Dr. Debra Primovic discusses treatment for feline constipation.

Ask Dr. Debra: Relief for a Constipated Cat

This Week’s Question:

My cat seems to be constipated. He is 13 years old and this just started yesterday. What can I do for him?

Ken Cooper

Dr. Debra’s Answer:

Hi Ken,

Thank you for the question about your 13-year-old cat that seems to be constipated. My first concern is that the cat may instead be having urinary problems. It can be very difficult to tell the difference when a cat is straining. Some urinary problems, such as a urinary obstruction, can be life-threatening, hence the unease.

The best thing to do is have your cat evaluated by your veterinarian to ensure that constipation is the problem, determine the underlying cause, and plot out the best course of treatment. Constipation in cats can be caused by diet, a physical blockage, side effects from medication, or by a variety of metabolic, endocrine, and neurological diseases.
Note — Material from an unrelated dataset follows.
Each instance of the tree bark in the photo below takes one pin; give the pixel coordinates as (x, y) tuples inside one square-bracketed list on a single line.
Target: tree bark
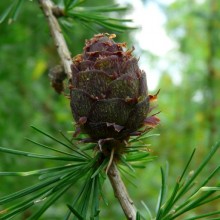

Changes to Diet and Increased Hydration

If your cat is indeed constipated, the best thing to do at home to help is make sure that they are eating and drinking water. You can boost water intake by offering canned food, adding additional water to canned food, offering juice from water-packed tuna or chicken, providing extra water bowls around the house, adding ice cubes to water, or providing a fountain. Exercise is also beneficial to encourage regular bowel movements. Some veterinarians recommend adding a small amount of pumpkin to the diet as a bulking agent. Stool softeners, such as docusate sodium, may also be prescribed by your veterinarian. Cats that are severely constipated may require hospitalization with fluids and manual removal of feces. Learn more about constipation in cats here.

Signs that you need to immediately see your veterinarian include vomiting, lack of appetite, lethargy, or prolonged straining.

We hope that these tips help you and your cat.

With warm regards,

Dr. Debra

Please note: Dr. Debra’s guidance should not be considered veterinary advice like that provided by your veterinarian, since she is unable to personally examine your pet. If you have an immediate concern or emergency, contact a veterinarian or local veterinary hospital about your specific situation.